The Marcus Foundation is making a $10 million matching grant to ensure the completion of Israel’s new national blood services center. The building under construction in Ramla, set for completion this spring, is a first-of-its-kind shielded facility that will protect Israel’s strategic blood reserves against missile, chemical, and biological attack. The facility will be operated by Magen David Adom, Israel’s emergency medical service. American Friends of Magen David Adom, MDA’s U.S.-based fundraising affiliate, hopes to quickly raise the remaining funds to match the grant and enable the completion of the $130 million project. Bernard Marcus, co-founder of Home Depot, and his wife Billi previously donated $25 million to the project in 2016 before construction began.

Streaming Today

Israel Policy Forum presents “Another Israel election?”, a video briefing featuring Tal Schneider, Diplomatic and Politics Correspondent for Israel’s Globes magazine. Schneider will analyze the state of play in Israeli politics as the country enters yet another election cycle, its fourth in two years. To register, click here. Webinar ID: 978 9582 5549. 2:00 pm.

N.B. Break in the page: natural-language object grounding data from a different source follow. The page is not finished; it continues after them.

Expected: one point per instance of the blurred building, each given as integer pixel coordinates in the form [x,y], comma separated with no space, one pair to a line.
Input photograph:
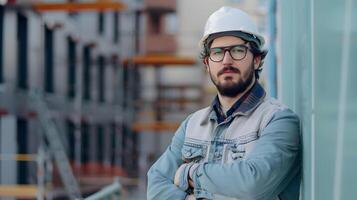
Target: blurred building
[73,58]
[114,84]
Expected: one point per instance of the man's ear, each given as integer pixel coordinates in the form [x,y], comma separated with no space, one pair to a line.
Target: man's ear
[257,60]
[205,62]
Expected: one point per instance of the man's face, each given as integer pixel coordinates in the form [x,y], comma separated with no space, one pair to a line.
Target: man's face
[231,77]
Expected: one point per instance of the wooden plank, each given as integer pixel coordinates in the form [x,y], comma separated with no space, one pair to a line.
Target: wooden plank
[159,60]
[78,6]
[19,191]
[19,157]
[155,127]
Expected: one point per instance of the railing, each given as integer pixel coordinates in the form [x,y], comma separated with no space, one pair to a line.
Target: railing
[110,192]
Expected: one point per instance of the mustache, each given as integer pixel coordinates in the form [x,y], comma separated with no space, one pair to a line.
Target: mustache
[230,68]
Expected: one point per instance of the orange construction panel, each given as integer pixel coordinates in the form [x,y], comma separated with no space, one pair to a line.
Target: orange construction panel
[160,60]
[19,191]
[79,6]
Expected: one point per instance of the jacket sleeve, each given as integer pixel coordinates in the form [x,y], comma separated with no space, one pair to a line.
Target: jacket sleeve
[161,174]
[264,172]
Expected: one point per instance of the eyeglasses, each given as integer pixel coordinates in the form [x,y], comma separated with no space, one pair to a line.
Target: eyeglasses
[237,52]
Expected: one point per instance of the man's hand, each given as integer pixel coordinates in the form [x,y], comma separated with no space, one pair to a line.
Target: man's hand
[178,173]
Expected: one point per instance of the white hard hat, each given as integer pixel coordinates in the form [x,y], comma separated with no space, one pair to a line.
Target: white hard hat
[228,19]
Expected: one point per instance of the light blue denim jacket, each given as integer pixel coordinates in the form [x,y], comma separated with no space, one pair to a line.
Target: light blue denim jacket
[254,154]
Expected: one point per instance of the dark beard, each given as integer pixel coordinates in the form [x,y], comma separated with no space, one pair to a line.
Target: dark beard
[234,89]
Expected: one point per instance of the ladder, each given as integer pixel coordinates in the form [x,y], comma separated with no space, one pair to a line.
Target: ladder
[51,133]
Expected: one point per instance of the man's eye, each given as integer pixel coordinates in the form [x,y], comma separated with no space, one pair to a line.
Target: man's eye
[237,50]
[216,52]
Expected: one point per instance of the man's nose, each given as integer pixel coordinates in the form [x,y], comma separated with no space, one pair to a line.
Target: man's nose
[227,59]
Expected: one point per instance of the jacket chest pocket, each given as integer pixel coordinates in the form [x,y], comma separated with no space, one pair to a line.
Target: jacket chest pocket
[193,153]
[238,149]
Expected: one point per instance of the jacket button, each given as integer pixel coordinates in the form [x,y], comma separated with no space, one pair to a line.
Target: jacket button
[188,153]
[234,156]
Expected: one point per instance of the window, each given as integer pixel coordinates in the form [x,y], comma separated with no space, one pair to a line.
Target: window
[171,23]
[85,142]
[155,23]
[71,127]
[86,72]
[22,148]
[100,144]
[22,51]
[1,42]
[101,85]
[49,51]
[71,90]
[101,23]
[116,27]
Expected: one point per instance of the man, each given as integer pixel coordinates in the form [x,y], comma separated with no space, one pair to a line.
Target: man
[245,145]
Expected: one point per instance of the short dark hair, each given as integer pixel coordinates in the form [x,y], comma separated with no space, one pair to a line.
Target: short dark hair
[254,49]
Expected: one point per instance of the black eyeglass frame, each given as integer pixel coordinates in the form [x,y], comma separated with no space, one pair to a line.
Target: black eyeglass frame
[229,48]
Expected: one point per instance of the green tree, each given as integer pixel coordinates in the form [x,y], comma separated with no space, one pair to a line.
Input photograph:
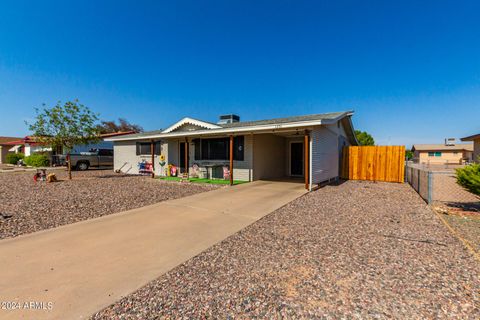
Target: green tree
[122,126]
[469,177]
[364,138]
[65,126]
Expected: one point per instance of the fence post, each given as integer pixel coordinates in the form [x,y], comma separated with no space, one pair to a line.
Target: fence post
[430,190]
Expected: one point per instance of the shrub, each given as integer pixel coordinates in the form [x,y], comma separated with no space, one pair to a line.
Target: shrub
[469,178]
[13,158]
[37,160]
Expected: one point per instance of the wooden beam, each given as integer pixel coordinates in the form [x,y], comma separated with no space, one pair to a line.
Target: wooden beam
[231,160]
[186,156]
[306,157]
[152,151]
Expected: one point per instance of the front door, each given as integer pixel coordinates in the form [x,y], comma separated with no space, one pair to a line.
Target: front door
[296,158]
[182,157]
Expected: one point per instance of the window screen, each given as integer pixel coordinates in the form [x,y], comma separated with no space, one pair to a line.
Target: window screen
[143,148]
[219,148]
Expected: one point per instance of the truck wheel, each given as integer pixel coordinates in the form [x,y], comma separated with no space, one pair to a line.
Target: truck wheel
[82,166]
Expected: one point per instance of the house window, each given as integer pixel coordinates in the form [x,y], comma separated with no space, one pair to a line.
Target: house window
[144,148]
[218,148]
[435,154]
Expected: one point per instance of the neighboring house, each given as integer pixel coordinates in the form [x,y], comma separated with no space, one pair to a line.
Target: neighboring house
[265,149]
[30,144]
[476,145]
[448,153]
[5,147]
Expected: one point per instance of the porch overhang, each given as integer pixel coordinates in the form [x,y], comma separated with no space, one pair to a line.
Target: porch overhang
[287,127]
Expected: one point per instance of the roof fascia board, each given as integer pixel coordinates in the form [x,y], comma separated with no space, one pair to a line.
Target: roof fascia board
[221,130]
[289,125]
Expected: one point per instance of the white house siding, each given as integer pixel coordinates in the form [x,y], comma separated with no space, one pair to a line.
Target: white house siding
[325,155]
[126,160]
[269,156]
[242,170]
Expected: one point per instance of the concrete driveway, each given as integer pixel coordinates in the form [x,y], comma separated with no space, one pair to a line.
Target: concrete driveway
[73,271]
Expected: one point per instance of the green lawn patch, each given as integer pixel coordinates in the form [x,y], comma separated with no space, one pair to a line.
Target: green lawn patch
[203,180]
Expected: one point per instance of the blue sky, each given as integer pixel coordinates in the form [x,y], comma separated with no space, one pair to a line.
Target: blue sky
[409,69]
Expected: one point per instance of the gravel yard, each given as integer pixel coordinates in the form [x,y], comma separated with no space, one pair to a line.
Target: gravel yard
[357,250]
[27,206]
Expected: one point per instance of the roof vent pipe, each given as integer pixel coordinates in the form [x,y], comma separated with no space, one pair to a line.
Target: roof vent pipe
[228,118]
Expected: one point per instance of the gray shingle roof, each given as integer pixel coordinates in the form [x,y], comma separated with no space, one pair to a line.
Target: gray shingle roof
[311,117]
[143,134]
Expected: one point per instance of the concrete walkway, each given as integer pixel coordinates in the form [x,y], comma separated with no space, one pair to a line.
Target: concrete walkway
[73,271]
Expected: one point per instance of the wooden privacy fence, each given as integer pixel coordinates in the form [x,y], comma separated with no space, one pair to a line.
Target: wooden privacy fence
[376,163]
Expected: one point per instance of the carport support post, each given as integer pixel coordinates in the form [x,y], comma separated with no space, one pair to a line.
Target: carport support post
[231,160]
[186,157]
[306,159]
[152,151]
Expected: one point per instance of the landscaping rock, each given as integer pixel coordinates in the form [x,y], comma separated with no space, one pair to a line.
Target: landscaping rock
[93,193]
[359,250]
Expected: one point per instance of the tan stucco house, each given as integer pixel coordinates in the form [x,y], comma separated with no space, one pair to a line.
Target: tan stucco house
[443,153]
[307,147]
[476,145]
[5,147]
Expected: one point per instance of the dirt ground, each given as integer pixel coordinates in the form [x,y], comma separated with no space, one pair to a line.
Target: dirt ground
[27,206]
[357,250]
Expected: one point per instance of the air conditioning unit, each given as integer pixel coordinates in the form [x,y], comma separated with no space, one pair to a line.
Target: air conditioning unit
[228,118]
[449,141]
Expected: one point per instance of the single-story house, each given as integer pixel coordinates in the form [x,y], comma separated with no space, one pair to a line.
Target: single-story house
[476,145]
[31,144]
[447,153]
[5,147]
[305,147]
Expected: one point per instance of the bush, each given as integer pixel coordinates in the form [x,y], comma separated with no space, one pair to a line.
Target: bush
[37,160]
[469,178]
[13,158]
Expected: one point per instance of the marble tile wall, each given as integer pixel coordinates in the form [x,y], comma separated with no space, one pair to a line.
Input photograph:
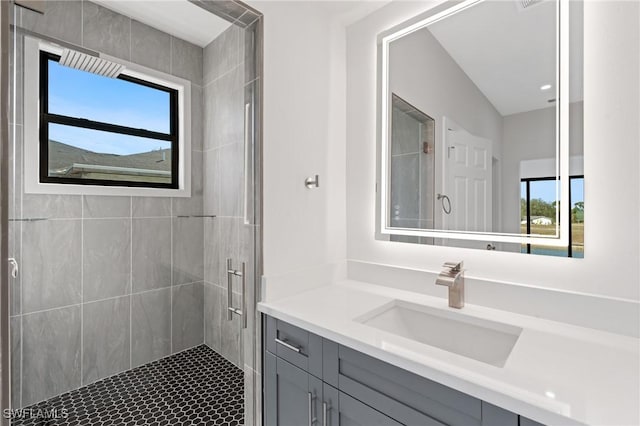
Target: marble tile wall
[226,236]
[106,283]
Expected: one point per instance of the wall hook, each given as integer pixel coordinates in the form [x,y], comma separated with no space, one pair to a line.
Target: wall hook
[312,182]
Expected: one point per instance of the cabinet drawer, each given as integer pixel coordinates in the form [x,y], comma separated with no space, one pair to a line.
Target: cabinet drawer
[375,382]
[298,346]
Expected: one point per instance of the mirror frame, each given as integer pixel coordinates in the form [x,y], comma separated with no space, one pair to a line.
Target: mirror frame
[437,13]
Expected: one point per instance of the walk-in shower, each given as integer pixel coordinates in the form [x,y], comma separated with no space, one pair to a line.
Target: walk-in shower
[132,199]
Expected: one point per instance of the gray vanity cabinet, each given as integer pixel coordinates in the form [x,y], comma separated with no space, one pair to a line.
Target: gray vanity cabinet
[316,382]
[292,396]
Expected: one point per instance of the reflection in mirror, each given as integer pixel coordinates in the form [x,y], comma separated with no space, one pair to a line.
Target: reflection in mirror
[474,127]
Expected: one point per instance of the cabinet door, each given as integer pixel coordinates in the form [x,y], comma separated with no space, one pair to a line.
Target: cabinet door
[292,396]
[352,412]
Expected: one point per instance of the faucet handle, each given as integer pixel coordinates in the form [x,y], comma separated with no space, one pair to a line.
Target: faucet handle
[453,266]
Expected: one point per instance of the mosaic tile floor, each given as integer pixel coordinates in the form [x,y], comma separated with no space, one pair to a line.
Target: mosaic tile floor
[194,387]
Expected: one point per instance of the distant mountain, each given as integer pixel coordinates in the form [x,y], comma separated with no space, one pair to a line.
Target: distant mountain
[63,156]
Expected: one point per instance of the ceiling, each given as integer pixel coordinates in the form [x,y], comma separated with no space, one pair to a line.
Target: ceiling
[179,18]
[509,52]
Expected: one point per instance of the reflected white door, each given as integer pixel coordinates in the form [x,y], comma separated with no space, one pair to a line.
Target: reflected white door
[468,180]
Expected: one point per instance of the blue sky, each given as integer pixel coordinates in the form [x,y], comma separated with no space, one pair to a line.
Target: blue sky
[85,95]
[546,190]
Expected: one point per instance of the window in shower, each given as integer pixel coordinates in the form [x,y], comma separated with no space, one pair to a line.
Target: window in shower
[538,213]
[125,134]
[105,131]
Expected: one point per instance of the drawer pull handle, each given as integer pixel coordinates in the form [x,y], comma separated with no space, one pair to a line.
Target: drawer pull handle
[324,414]
[287,345]
[312,418]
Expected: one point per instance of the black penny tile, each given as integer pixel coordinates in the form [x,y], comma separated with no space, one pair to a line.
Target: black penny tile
[193,387]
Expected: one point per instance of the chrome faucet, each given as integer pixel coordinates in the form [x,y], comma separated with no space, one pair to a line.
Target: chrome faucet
[453,277]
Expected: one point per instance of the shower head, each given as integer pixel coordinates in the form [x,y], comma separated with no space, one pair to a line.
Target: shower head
[94,64]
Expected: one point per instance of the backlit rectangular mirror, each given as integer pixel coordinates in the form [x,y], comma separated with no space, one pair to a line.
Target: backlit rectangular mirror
[480,117]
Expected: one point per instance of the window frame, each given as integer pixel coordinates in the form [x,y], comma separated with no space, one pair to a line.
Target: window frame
[46,118]
[527,182]
[33,161]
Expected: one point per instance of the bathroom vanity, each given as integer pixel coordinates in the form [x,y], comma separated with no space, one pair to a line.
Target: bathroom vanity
[312,380]
[359,353]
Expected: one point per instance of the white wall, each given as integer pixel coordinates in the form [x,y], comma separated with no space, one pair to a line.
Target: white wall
[442,90]
[611,149]
[304,134]
[530,136]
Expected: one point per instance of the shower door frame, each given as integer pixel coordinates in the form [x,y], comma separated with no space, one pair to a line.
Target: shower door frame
[223,9]
[5,362]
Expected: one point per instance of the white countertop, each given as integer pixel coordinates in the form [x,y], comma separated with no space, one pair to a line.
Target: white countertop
[556,374]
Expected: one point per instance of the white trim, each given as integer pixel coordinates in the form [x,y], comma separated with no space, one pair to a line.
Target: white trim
[562,137]
[32,184]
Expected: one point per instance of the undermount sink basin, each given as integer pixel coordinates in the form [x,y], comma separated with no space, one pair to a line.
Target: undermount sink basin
[487,341]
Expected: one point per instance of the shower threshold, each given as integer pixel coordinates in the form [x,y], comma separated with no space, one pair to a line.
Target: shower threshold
[194,387]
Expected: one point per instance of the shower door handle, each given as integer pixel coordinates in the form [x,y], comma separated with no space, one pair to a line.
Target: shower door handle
[13,263]
[230,308]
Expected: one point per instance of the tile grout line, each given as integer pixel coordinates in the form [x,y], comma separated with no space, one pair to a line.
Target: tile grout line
[130,282]
[171,284]
[102,300]
[21,195]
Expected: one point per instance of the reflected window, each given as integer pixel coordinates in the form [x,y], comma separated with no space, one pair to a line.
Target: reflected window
[106,131]
[538,212]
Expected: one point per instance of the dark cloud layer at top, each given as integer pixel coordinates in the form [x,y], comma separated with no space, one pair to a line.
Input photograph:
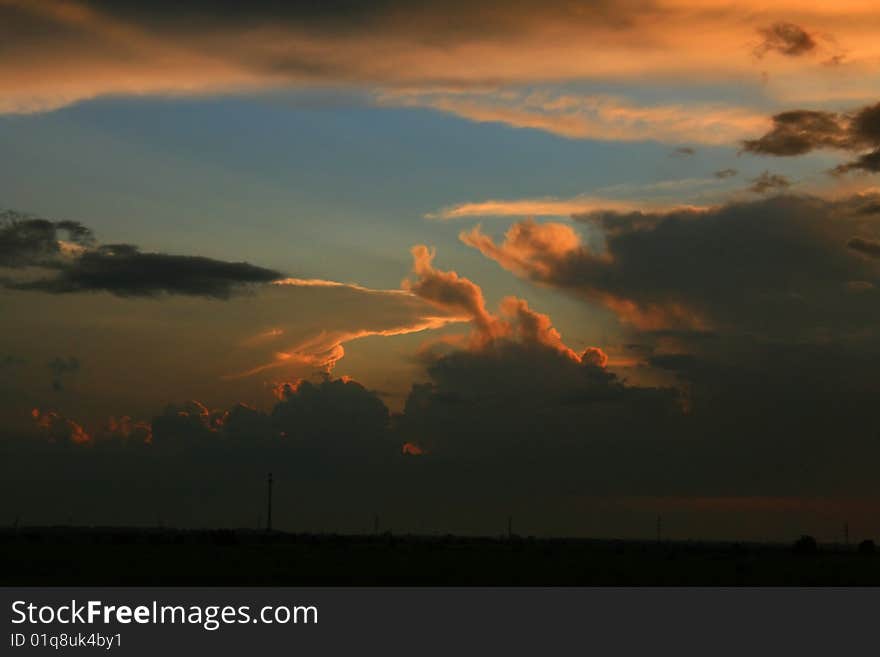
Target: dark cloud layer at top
[27,241]
[798,132]
[64,252]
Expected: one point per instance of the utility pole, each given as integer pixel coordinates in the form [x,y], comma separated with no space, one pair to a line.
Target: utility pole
[269,503]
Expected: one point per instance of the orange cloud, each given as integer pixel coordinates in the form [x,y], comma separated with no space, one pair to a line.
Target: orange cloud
[90,50]
[602,118]
[516,321]
[551,207]
[544,251]
[453,293]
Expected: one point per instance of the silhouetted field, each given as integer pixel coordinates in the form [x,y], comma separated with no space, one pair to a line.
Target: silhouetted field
[98,556]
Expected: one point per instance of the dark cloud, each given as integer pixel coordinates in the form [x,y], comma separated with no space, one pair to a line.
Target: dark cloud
[798,132]
[61,367]
[870,248]
[510,399]
[335,418]
[11,361]
[70,262]
[27,241]
[769,182]
[772,266]
[868,162]
[786,39]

Hebrew Union College – Jewish Institute of Religion presents Michael Walzer, Ph.D., Professor Emeritus of Social Science, Institute for Advanced Study, Princeton University. Tracing biblical sources, Jewish history, and his own family’s experiences, Walzer will discuss the current immigration policy set in place by Stephen Miller and make the case for a more generous approach. Register here. 6:30 pm.

The Jewish Council for Public Affairs is holding its first ever virtual benefit celebrating the presentation of JCPA’s Tikkun Olam: Repairing the World Award to retiring U.S. Rep. Nita Lowey (D-NY) and to community advocate Harvey Reiter of Washington, DC. With presentations by writer Yossi Klein Halevi; historian Deborah Lipstadt; Eric Ward, executive director of the Western States Center, and Gidi Grinstein, founder and president of the Reut Institute. Hosted by actor and filmmaker Yuval David. Tickets start at $100. To register, click here. 7:00 pm.

The National Yiddish Theatre Folksbiene presents an evening of music and community spanning the globe with over 50 stars from Broadway and the Yiddish Stage. The Virtual Chanukah Spectacular fundraiser will include guest appearances by Emanuel Azenberg, Mayim Bialik, Billy Crystal, Tovah Feldshuh, Beanie Feldstein, Joel Grey, Carol Kane, Barry Manilow, Mandy Patinkin, Itzhak Perlman, Eleanor Reissa, Neil Sedaka, Steven Skybell, Dr. Ruth and Jerry Zaks. Register here. 7:00 pm.